For the main course, choosing how your meal is cooked, as well as the sauces and sides it comes with, can make a huge difference in the total calories of the dish. Opt for meals that have vegetables or lean protein like skinless chicken breast or fish as the main ingredients.

Cooking methods can also make a big difference. Avoid anything fried, which also includes those described as tempura or “crispy” as well. Grilled or broiled is the best option, as these cooking methods don’t require any added oils. Look for key phrases that will tell you a bit about the dish or how it was prepared. For example, descriptions that include “au gratin” (topped with cheese), “buttery,” “creamy” etc. will most likely contain added fats.

The next thing to consider is if the dish has any sauces or additives. Cream sauces are loaded with fat, so choose a tomato-based sauce. Even better, ask for the sauce or dressings on the side so you can control how much is put on.

When ordering, don’t be afraid to ask for substitutions. Swap the side of French fries for a small salad or a baked potato, or swap a white dinner roll for a whole wheat option.

Keep in mind that it’s easy to consume lot of calories from drinking; 2 glasses of red wine contains 250 calories.

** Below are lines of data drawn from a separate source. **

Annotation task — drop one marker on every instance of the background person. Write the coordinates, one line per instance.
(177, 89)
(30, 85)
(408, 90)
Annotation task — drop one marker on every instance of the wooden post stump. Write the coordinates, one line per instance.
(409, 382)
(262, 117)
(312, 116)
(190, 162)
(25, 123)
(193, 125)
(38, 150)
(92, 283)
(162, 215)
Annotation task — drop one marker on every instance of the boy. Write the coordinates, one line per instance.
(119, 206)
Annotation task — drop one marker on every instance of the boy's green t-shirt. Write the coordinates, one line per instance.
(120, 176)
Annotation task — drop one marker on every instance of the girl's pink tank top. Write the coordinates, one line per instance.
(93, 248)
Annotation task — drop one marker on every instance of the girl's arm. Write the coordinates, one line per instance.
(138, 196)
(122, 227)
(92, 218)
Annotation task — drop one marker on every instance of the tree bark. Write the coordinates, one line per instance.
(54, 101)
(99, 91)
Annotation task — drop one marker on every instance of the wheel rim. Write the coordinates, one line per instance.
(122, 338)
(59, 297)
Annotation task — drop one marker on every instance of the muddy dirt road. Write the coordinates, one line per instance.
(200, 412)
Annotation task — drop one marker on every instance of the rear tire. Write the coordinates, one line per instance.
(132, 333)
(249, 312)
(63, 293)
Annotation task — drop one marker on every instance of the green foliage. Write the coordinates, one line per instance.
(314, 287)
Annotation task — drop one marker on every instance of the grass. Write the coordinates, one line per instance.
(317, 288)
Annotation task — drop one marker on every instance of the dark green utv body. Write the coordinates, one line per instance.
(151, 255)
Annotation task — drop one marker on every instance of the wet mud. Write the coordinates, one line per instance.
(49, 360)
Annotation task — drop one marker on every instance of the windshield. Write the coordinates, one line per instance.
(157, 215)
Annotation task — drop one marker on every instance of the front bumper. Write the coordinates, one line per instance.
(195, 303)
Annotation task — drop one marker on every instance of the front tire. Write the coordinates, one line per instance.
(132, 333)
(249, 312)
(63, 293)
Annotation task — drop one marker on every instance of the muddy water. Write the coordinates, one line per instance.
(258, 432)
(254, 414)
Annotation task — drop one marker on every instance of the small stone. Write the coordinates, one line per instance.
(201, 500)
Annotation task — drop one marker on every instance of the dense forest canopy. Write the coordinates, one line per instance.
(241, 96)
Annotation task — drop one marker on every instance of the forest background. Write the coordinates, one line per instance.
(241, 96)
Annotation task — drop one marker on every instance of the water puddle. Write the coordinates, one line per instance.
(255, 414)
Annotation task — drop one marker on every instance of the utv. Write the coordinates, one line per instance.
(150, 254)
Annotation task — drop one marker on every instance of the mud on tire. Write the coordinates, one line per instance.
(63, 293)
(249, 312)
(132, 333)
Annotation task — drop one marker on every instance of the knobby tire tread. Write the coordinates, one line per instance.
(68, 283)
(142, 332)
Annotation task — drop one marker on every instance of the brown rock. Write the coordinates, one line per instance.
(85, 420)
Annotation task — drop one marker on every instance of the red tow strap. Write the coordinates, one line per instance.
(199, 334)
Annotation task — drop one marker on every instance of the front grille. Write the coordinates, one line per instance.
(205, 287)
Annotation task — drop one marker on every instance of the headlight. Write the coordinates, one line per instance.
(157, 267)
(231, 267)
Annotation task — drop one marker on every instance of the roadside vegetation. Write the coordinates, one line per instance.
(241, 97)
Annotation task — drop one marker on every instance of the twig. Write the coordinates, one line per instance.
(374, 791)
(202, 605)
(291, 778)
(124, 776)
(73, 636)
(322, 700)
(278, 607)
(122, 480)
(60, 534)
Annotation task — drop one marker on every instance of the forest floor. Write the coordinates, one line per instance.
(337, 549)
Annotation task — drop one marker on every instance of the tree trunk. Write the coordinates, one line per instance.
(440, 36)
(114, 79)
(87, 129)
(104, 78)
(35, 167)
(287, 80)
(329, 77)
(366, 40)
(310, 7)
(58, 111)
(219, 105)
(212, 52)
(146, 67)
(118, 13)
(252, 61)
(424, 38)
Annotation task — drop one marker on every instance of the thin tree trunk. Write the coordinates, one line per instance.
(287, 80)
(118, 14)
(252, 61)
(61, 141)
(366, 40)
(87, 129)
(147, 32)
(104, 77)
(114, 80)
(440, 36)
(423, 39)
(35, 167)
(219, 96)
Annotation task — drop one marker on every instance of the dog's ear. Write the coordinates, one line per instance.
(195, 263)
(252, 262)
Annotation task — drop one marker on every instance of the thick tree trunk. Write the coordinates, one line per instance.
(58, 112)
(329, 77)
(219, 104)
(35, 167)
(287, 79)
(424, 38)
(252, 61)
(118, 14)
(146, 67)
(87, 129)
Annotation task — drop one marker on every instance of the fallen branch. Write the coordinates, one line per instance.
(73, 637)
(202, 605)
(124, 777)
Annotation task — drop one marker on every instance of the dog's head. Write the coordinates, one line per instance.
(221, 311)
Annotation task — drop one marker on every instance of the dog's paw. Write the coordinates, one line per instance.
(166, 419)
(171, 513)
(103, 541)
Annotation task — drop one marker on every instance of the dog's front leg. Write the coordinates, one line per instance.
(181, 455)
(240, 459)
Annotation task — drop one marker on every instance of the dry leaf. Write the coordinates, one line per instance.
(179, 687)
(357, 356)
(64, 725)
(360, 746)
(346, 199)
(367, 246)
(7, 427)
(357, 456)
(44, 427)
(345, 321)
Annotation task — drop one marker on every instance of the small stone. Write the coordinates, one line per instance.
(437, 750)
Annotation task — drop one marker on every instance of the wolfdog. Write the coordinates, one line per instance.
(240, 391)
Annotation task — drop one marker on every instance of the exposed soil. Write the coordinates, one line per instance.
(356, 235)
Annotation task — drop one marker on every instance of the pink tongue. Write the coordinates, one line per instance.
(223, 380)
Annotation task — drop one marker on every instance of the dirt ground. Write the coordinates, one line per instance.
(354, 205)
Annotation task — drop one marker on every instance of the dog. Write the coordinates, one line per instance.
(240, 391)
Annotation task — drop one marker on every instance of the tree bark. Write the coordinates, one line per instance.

Drink water, or stick to one glass.

Remember the following when eating out:
• Skip the entrée and bread to avoid ruining the main course
• Choose meals based on veggies and lean protein
• Opt for dishes that are grilled or broiled; avoid fried items
• Ask for sauces and dressings on the side
• Make substitutions if possible
• Drink water or one serving of alcohol

These tips are especially important if you frequently eat at restaurants. If you rarely eat out, you can use it as a time to indulge, but pick one thing, like an amazing entrée or decedent dessert.

Smiling young businesswomen having lunch in restaurant

A trick that I often use is to check the menu of the restaurant before going out. If I really can’t find anything that I would eat, I’ll suggest a different restaurant. But, with the tips above, I can usually find something that I feel good about eating while still enjoying myself.